Nach Angaben des Rechnungshofs besuchten 2394 der 2888 ehemaligen IVK-Schüler (82 Prozent) zum 1. Februar 2018 eine Regelklasse einer Stadtteilschule, während nur 18 Prozent auf einem Gymnasium waren. Von den Stadtteilschülern wiederum wurden 68 Prozent an einer Schule unterrichtet, die in einem sozial benachteiligten Gebiet liegt – mit einem Sozialindex von 1 oder 2 auf einer sechsstufigen Skala. Der Gesamtanteil aller Schüler in Stadtteilschulen mit Sozialindex 1 oder 2 liegt aber nur bei 40 Prozent.

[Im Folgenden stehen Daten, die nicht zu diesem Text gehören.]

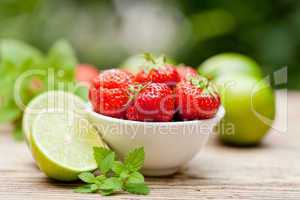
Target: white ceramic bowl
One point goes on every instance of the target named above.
(168, 145)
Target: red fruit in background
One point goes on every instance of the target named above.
(85, 73)
(155, 102)
(185, 72)
(109, 93)
(113, 78)
(196, 99)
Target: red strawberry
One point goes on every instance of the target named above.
(113, 78)
(157, 71)
(186, 72)
(110, 102)
(109, 93)
(155, 102)
(85, 73)
(196, 99)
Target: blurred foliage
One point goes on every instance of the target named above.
(26, 72)
(106, 32)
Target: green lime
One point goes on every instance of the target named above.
(62, 144)
(49, 101)
(250, 109)
(229, 63)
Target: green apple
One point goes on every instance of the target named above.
(136, 62)
(229, 63)
(250, 109)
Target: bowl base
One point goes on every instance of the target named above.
(159, 172)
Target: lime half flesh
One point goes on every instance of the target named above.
(52, 100)
(62, 144)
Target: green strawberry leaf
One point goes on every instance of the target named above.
(135, 159)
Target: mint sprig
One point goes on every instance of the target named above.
(115, 175)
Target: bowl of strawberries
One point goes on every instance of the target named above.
(170, 111)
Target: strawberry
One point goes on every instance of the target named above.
(85, 73)
(113, 78)
(155, 102)
(157, 71)
(109, 93)
(196, 98)
(185, 72)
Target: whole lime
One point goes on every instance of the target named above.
(229, 63)
(250, 109)
(136, 62)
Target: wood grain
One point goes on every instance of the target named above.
(269, 171)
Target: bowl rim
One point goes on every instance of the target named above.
(219, 115)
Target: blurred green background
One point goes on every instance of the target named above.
(105, 33)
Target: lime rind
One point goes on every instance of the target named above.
(49, 101)
(62, 144)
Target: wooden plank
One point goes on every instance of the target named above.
(269, 171)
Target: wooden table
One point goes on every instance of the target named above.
(270, 171)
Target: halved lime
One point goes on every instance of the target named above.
(52, 100)
(62, 144)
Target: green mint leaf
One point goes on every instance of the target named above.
(87, 177)
(99, 154)
(106, 192)
(124, 174)
(135, 177)
(100, 178)
(86, 189)
(112, 183)
(137, 188)
(118, 167)
(135, 159)
(107, 163)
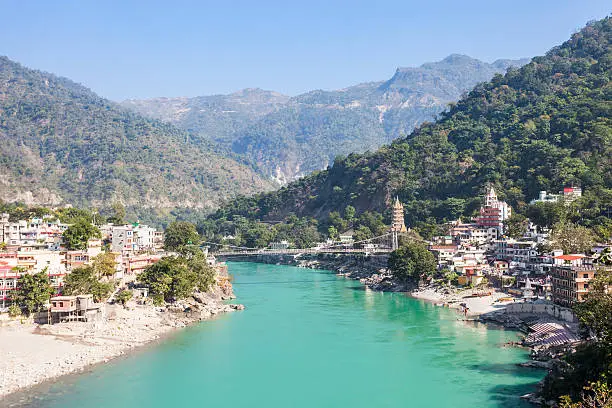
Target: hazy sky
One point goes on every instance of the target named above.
(137, 49)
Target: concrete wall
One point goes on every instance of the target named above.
(357, 263)
(561, 313)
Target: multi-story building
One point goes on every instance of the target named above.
(136, 264)
(519, 254)
(397, 222)
(9, 274)
(545, 197)
(571, 275)
(144, 237)
(494, 212)
(122, 239)
(444, 254)
(571, 193)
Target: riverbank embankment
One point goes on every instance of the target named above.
(34, 353)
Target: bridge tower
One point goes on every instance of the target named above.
(397, 223)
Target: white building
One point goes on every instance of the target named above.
(545, 197)
(144, 237)
(122, 239)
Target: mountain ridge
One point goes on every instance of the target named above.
(292, 136)
(543, 126)
(62, 143)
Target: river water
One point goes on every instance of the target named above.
(310, 339)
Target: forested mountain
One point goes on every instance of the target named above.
(541, 127)
(288, 137)
(61, 143)
(218, 117)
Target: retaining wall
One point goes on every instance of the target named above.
(561, 313)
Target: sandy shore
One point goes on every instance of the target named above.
(476, 305)
(34, 353)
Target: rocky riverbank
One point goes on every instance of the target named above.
(33, 353)
(485, 306)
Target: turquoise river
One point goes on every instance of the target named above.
(310, 339)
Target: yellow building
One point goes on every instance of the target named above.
(397, 225)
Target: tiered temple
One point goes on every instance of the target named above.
(397, 224)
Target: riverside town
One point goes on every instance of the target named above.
(437, 237)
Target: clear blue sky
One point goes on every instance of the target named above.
(138, 49)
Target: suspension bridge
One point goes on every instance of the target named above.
(382, 244)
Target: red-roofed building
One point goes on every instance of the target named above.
(571, 274)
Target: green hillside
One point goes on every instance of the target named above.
(61, 143)
(541, 127)
(286, 137)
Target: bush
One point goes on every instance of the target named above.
(14, 311)
(124, 296)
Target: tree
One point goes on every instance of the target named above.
(411, 262)
(176, 277)
(332, 232)
(14, 311)
(595, 313)
(77, 234)
(124, 296)
(104, 265)
(118, 214)
(545, 215)
(180, 234)
(362, 233)
(83, 281)
(572, 238)
(598, 394)
(33, 292)
(516, 226)
(349, 213)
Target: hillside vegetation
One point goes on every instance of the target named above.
(61, 143)
(541, 127)
(287, 137)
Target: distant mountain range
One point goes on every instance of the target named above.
(541, 127)
(61, 143)
(286, 137)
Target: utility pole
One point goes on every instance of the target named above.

Kapazitäten an den Stadtteilschulen reichen nicht aus
Bei den Gymnasiasten lag der Anteil der ehemaligen IVK-Schüler in Schulen mit dem niedrigen Sozialindex 1 oder 2 jedoch nur bei knapp 24 Prozent. Ein weiteres Problem kommt hinzu: Laut Rechnungshof hat die Schulaufsicht darauf hingewiesen, dass es schon vor der Verteilung der Flüchtlingskinder auf die Regelklassen kaum freie Schulplätze an den Stadtteilschulen gab. Ein Beispiel: Von den Stadtteilschulen waren zum Stichtag 1. Februar 2018 nur 240 freie Schulplätze gemeldet worden, während 1303 IVK-Schülerinnen und -Schüler untergebracht werden mussten. Die Folge: Die Verteilung auf die Regelklassen war nur möglich, indem die Klassenhöchstgrenzen überschritten wurden. Statt 25 wurden vielfach 27 Schüler in einer Klasse unterrichtet.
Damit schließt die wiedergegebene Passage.